2024-12-02The Spice

Everyone keeps turning their noses up about developers having "hot takes" online but you know that article? Yeah, that one. You're all talking about that one because they cranked their opinions up to eleven.

I spent a few hours in November shitting on Turbo which felt like a good cathartic rant, but also kind of ungrateful. I definitely stand by what I wrote, but there's a fine line to be walked: people are out there working on libraries for our collective benefit, triaging GitHub issues and dealing with whiny knuckledraggers who think they're owed free labor and access to someone else's time, and all we ever do is tell maintainers which parts are buggy or need improvement. We gem or brew or npm install and act as if the code was just delivered by the stork, as if it wasn't downloaded off a server paid for by someone's tireless fundraising, as if it wasn't meticulously semversioned by a dude in Lithuania who spent an entire evening documenting API changes instead of playing board games with their son. It's easy to hurl insults from the peanut gallery, and since this blog is just a weird nerdy hobby, the easy stuff is what I tend to reach for. Sorry! We should all try to be excellent to one another, and nuance is often the first casualty when you're trying to make a point.

But here's the thing: in tech, the right kind of spicy can actually change things.

The spice extends life

I'm the definition of a Terminally Online person, and in my profession, I am Legion. There are literally millions of us in tech. I do all my work at the computer and whenever I'm waiting for a deployment, eating lunch, or winding down for the day, I'm reading stuff online. If you write something relevant to my interests and publish it on the Internet, I promise you I will find it and I will devour it. I don't watch a lot of video, I don't really do social media beyond the geekiest Mastodon feed you've ever seen, I routinely forget the names of my friends' children—but if you wrote a good blog post, I will remember it. I will turn it over in my head and quote it to colleagues and if it contains some concept or idea that sparks my interest, I will try it out. Then, if it's good, I will evangelize the everloving fuck out of it. This is how things spread in my corner of the world: you get recommended something by a person you trust, you think about what it might mean for your app to implement it, you test it out. In a bankshot way I think I'm personally responsible for like a dozen rollouts of View Component, Phlex, and Tailwind just by virtue of having obnoxiously sung the praise of them to people in my vicinity.

But here's the rub: for something to strike my imagination at the correct angle, it needs to be done with conviction. None of that Balance or Nonviolent Communication that everyone's always calling for! For something to actually make a dent, it has to be honed to a sharp edge and assertively argued. I do sort of resent that it works like that, but as the saying goes: don't hate the player, hate Malmö FF.
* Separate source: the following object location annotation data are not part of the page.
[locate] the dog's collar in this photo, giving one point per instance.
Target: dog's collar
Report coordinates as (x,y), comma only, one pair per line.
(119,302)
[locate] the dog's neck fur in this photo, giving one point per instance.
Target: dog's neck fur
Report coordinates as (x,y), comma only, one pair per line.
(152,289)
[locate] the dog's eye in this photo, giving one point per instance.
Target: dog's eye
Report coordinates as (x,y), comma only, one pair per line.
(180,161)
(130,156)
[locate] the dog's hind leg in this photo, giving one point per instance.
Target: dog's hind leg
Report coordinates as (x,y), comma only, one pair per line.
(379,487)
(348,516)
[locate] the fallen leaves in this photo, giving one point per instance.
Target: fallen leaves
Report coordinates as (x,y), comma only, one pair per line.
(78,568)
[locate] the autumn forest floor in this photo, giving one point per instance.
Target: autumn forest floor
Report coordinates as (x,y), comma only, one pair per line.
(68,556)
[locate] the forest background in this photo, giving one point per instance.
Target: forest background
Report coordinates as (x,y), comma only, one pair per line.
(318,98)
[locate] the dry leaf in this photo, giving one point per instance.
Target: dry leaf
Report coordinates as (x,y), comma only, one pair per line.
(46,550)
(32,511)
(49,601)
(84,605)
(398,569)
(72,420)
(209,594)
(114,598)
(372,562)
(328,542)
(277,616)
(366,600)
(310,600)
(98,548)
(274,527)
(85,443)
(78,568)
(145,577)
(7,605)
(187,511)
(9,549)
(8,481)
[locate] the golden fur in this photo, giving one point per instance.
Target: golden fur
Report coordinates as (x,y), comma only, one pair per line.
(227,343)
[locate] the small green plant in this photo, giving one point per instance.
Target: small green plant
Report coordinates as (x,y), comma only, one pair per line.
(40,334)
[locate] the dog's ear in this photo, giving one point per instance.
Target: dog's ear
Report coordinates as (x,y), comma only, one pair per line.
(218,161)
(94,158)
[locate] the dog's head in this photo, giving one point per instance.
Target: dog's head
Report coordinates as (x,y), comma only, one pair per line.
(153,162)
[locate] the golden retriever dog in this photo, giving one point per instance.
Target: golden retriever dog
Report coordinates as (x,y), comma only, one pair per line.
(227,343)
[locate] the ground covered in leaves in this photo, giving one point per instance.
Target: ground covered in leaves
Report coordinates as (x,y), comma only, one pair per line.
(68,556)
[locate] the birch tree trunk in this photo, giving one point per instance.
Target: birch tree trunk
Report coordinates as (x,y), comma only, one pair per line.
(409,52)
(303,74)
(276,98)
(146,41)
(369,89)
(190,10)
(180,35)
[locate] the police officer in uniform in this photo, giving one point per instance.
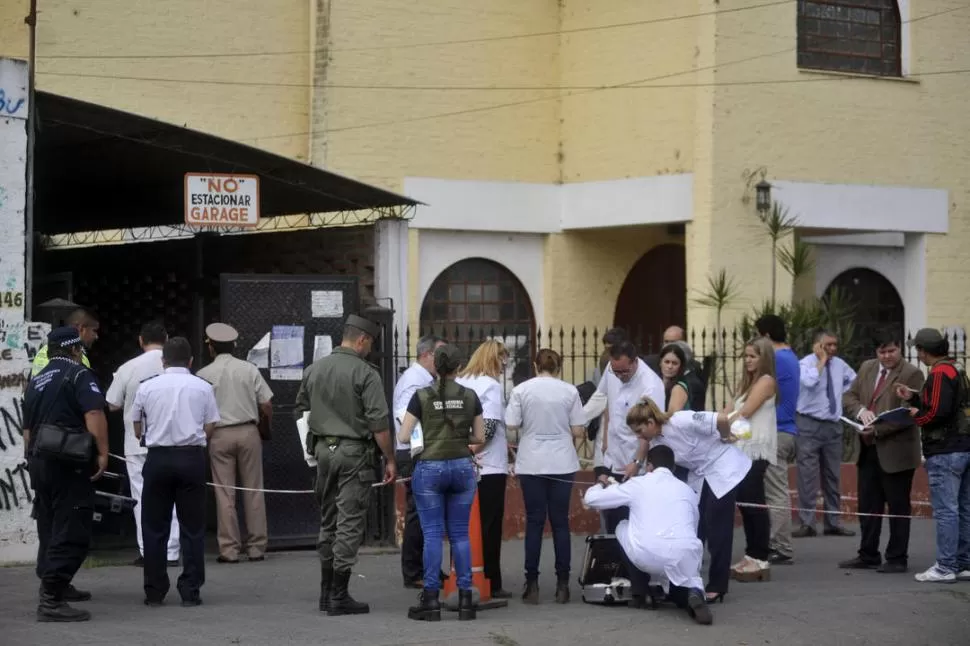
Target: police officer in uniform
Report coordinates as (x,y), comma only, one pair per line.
(243,396)
(64,394)
(173,414)
(348,415)
(87,327)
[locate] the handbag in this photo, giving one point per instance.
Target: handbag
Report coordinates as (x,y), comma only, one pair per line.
(62,443)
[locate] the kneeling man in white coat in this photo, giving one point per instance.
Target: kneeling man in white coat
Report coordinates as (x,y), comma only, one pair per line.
(660,537)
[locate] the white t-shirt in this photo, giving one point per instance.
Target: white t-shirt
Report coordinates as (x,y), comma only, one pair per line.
(125,384)
(544,408)
(413,379)
(697,446)
(622,444)
(494,458)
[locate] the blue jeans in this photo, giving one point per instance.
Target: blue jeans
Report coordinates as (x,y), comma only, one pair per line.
(547,496)
(445,489)
(949,476)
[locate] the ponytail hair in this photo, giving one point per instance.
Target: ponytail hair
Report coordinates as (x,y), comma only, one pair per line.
(646,410)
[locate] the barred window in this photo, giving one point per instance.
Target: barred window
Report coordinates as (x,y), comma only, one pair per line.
(860,36)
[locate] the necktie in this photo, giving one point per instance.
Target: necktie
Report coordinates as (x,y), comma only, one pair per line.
(830,389)
(879,384)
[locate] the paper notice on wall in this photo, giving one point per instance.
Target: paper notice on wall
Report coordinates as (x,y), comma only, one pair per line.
(326,305)
(258,355)
(286,353)
(322,347)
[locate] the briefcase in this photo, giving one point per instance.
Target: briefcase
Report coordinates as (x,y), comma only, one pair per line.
(604,578)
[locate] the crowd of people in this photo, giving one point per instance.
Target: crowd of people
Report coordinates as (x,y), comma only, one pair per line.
(669,474)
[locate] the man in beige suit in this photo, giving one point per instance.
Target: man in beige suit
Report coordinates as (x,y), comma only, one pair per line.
(243,397)
(888,457)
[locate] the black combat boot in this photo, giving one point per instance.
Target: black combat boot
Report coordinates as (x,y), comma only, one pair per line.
(52,608)
(562,589)
(466,609)
(341,603)
(326,582)
(428,608)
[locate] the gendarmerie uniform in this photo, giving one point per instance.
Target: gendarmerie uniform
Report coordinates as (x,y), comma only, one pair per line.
(174,408)
(61,394)
(239,389)
(347,404)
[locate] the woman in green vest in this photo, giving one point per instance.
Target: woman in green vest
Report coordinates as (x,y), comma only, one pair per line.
(444,479)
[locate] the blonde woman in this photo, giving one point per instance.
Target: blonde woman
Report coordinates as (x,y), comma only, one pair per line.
(701,442)
(481,374)
(755,410)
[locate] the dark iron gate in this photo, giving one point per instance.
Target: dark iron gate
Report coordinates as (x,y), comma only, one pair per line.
(253,304)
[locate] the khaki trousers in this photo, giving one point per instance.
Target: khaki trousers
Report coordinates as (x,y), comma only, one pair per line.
(229,448)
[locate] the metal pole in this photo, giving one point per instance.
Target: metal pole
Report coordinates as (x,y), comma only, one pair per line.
(31,21)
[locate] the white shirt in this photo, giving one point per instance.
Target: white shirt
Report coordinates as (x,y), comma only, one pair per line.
(174,408)
(494,458)
(413,379)
(621,443)
(697,446)
(545,408)
(125,384)
(660,536)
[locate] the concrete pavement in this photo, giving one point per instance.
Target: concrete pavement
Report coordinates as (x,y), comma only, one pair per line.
(274,602)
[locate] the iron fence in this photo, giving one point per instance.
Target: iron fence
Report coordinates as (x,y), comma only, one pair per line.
(581,350)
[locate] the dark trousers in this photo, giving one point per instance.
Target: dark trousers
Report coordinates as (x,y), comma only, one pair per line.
(491,502)
(412,542)
(174,476)
(64,510)
(716,529)
(757,521)
(547,497)
(877,490)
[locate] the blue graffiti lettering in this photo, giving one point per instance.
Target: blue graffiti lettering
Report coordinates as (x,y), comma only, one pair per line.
(10,106)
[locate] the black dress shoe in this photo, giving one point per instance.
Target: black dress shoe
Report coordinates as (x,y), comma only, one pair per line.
(777,558)
(892,568)
(858,563)
(838,531)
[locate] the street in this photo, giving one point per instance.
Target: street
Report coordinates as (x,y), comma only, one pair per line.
(275,602)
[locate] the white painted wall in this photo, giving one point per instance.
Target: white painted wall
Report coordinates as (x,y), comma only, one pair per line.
(520,253)
(18,538)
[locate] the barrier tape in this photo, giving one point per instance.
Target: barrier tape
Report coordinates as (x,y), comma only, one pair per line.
(914,503)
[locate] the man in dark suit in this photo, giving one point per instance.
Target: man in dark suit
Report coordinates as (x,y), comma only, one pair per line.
(888,456)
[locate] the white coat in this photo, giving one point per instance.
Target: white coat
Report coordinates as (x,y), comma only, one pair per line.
(660,538)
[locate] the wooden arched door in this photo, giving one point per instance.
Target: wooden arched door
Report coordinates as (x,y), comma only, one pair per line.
(653,296)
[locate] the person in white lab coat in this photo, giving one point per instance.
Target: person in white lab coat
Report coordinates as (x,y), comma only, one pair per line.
(660,537)
(627,380)
(701,442)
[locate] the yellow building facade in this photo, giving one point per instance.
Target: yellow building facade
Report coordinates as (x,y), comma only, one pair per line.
(562,141)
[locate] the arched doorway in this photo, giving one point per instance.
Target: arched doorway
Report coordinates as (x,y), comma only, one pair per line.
(477,299)
(877,305)
(653,296)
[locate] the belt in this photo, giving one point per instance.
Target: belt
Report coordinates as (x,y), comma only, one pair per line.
(249,423)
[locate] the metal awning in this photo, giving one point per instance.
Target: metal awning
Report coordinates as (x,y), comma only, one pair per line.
(99,168)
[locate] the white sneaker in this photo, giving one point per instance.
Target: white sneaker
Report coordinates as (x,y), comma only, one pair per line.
(935,575)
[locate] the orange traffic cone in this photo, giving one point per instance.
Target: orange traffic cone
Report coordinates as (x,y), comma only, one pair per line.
(481,587)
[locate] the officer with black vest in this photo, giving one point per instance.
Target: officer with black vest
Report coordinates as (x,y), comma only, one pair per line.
(444,478)
(66,446)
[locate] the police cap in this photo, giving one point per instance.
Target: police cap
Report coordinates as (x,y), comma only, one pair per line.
(221,333)
(63,337)
(364,325)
The spice expands consciousness

I've read a bunch of fantastic articles that tickled my brain in novel ways, sometimes by being clearly and visibly ahead of their time, and sometimes by being superbly written. They've changed how I approach my craft, and expanded my horizons. I also, however, love a fiery screed and a courageous attack on the status quo, even when I disagree. You need those. Two years ago, the general feeling was that React and GraphQL had won. Look! Facebook uses this combo! Do you have any idea how well-paid their developers are?! If you're having problems with that stack, that's on you and your team because, gestures wildly. Then all of a sudden someone like Alex Russell shows up with receipts and a nasty temper and suddenly everyone's team Server Side Rendering and Time To Interactive. The world shifts, first with small tremors and then with big earthquakes. You have to believe in what you stand for in order to make a difference, and you sometimes need to raise the volume a bit more than feels appropriate. You don't effect change by being overly polite. That post won't get shared.

The spice is vital to space travel

Change actually comes pretty easy to us in tech because everything is malleable, everything can be updated or thrown out and will be on a timescale of just a few short years. We're an interconnected bunch. Exploration is cheap and easy, ideas can be had in showers by just about anyone, and stuff is always moving under your feet anyway. With good arguments and the right kind of fervor, you can make things happen. I don't have any delusions that my tirade about Turbo will change anything. But it needed to be said, and maybe there's some tinder that my tiny spark can strike, someone whose shower thought turns out to be The Path Forward. I know it's unseemly to enjoy hot takes and tech drama, and we all feel the need to say we don't (even when we do!) but that's just how the world works. Instead of trying to get everyone to write calm posts and acknowledge this or that, we should aspire to be kind but fearless in our opinions. Don't be a dick, but there's nothing to be gained by playing tone police from the sidelines either: if you have something to say you should add your voice to the mix and see what happens. Maybe your spice is exactly what the dish needs.